Clinical Development

     The clinical trial direction of our studies has been influenced by observations that our bone marrow cell products may be suitable as an adjunct to substantial market opportunities in bone and blood vessel regeneration.

Planned Activities

     In reviewing the pre-clinical and clinical data for our bone marrow cell products in various Aastrom supported trials, we have noted a substantial increase in the mesenchymal stromal cell content. Mesenchymal stromal cells are integral for bone marrow to generate non-hematopoietic tissues such as bone and cartilage. Our bone marrow cell product had been given to one patient, on a compassionate basis, with a congenital genetic defect (hypophosphatasia) which results in a lethal condition of abnormal bone and cartilage formation. The results of compassionate use treatment, now published in the Journal of Bone and Mineral Research, demonstrated sustained bone formation in the child that has continued after expanded cell infusion. Subsequently, we have demonstrated in the laboratory that our expanded bone marrow cell product is capable of forming bone.

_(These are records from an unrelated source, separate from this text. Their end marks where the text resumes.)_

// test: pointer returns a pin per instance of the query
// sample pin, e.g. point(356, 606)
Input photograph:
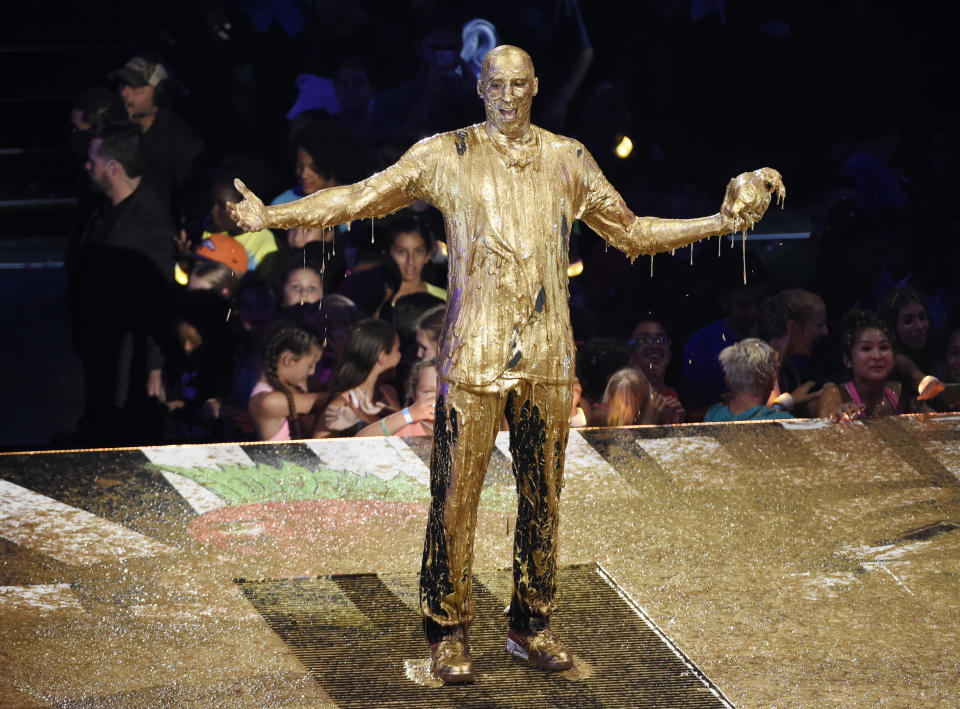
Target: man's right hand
point(250, 214)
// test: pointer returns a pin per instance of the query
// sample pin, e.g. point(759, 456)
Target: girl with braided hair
point(289, 358)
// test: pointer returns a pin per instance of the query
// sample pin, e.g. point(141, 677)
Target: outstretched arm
point(379, 195)
point(746, 200)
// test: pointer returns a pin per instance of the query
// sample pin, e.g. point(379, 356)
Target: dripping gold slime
point(509, 192)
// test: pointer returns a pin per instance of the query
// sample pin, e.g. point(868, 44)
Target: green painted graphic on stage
point(245, 484)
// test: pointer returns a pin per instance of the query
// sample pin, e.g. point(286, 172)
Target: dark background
point(791, 85)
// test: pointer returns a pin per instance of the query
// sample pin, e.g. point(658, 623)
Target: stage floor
point(798, 564)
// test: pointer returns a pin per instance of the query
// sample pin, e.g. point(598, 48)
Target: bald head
point(504, 51)
point(507, 86)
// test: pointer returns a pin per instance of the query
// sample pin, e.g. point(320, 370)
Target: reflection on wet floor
point(798, 565)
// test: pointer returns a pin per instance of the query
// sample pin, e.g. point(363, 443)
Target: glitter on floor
point(798, 564)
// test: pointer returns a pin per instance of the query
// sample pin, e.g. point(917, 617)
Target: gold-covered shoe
point(450, 658)
point(541, 648)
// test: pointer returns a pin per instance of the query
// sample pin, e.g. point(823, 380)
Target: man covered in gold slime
point(509, 192)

Based on these pre-clinical and clinical observations, we are now preparing to initiate clinical trials, both in the U.S. and Europe, for bone regeneration in patients with severe fractures who require the addition of bone forming cells to their fracture site. The results of the fracture studies may allow our bone marrow cell product (termed “OCG-I”) to also be used as an adjunct to spinal fusion surgery after appropriate clinical trials and review by the FDA. The market for these two orthopedic procedures is substantial. We are also planning to evaluate OCG-I cells to augment dental bone engraftment treatment as a method to improve the well-being of patients.